Analysis of the above data clearly shows the impact of F-FDG PET/CT combined with MRI on the treatment strategy, i.e., F-FDG PET/CT helps to better identify patients with a real surgical possibility in patients confirmed by MRI as having an indication for surgery. 38 of the 63 patients with an indication for surgery as shown by MRI evaluation were confirmed as having no indication for surgery, of which 18 Among them, 18 patients were confirmed as non-surgical after improvement of their clinical stage by F-FDG PET/CT verification: 1 with pulmonary metastasis, 9 with liver metastasis, 3 with peritoneal metastasis, 2 with bone metastasis, and 3 with distant lymph node metastasis. The MRI evaluation showed no indication for surgery in 38 cases, and no indication for surgery was confirmed by surgery or follow-up. It can be seen that F-FDG PET/CT is a whole-body scan, which can effectively compensate for the relatively limited scope of MRI, especially its accurate assessment of the M-stage, which led to the change of treatment plan for a significant number of patients. It is confirmed that F-FDG PET/CT helps to improve the detection of occult metastases, ultimately avoiding unnecessary surgery in these patients.

5. Summary and Outlook

Pancreatic cancer is the fourth most common cause of cancer-related death for both men and women in the United States. In the next 10 years, pancreatic cancer will become the second leading cause of cancer death after lung cancer. The purpose of this paper is to evaluate the efficacy of F-FDG PET/CT for the assessment of pancreatic cancer staging and resectability, and to detect occult metastatic disease in patients with resectable or borderline resectable pancreatic cancer to determine whether it can prevent ineffective open surgery. In this study, we found that among 101 patients with pancreatic cancer, 69 cases were diagnosed by definite pathological data, including 60 cases of pancreatic ductal cell carcinoma, 7 cases of mucinous cyst adenocarcinoma, and 2 cases of medullary carcinoma; the remaining 32 cases were diagnosed by comprehensive clinical data and follow-up data. According to the tumor site, 59 cases were located in the head of the pancreas and the leptomeningeal region, and 42 cases were located in the tail of the pancreatic body.

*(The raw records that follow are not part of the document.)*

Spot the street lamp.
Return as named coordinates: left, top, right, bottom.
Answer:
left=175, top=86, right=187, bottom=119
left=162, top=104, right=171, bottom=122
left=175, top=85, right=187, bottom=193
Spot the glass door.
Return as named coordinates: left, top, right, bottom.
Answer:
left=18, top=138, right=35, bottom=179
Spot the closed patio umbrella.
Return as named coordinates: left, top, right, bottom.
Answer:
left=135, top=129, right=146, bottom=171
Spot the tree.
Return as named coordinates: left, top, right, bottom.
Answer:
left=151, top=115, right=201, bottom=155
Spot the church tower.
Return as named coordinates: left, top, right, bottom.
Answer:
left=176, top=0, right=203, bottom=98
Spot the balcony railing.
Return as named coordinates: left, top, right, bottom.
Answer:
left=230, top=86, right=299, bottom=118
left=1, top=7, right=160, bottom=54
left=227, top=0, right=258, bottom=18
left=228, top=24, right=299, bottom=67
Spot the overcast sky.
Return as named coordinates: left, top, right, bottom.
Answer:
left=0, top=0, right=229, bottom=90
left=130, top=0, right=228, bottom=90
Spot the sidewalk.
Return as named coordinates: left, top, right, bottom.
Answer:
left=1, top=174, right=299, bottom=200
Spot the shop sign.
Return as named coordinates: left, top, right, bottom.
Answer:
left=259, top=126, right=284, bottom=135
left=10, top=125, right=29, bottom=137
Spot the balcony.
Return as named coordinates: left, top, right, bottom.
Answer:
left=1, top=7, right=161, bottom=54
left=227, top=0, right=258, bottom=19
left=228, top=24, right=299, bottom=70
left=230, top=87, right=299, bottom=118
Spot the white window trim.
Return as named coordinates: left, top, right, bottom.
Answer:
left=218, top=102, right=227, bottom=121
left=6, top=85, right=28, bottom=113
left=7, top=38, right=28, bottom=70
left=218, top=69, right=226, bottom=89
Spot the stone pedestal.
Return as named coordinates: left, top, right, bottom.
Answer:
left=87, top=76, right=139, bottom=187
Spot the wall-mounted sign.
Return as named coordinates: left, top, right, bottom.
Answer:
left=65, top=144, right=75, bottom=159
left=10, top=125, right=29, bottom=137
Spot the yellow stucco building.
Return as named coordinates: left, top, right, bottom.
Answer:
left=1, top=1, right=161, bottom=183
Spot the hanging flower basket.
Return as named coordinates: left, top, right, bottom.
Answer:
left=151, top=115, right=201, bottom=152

In summary, F-FDG PET/CT has better efficacy in assessing pancreatic cancer staging, distant metastases, and indications for surgery, and MRI has higher efficacy in assessing vascular invasion. f-FDG PET/CT can help improve the detection of occult metastases and can more accurately and effectively assist in the preoperative evaluation of patients. Researchers are currently working to identify biomarkers that will identify patients who may benefit from surgical treatment, and this will be the direction of subsequent studies, with the aim of providing a more complete plan for the diagnosis and treatment of pancreatic cancer patients through the collaboration of serology, imaging, pathology, and follow-up, in order to obtain more optimal treatment.

Data Availability

The figures used to support the findings of this study are included in the article.

Conflicts of Interest

The authors declare that they have no conflicts of interest.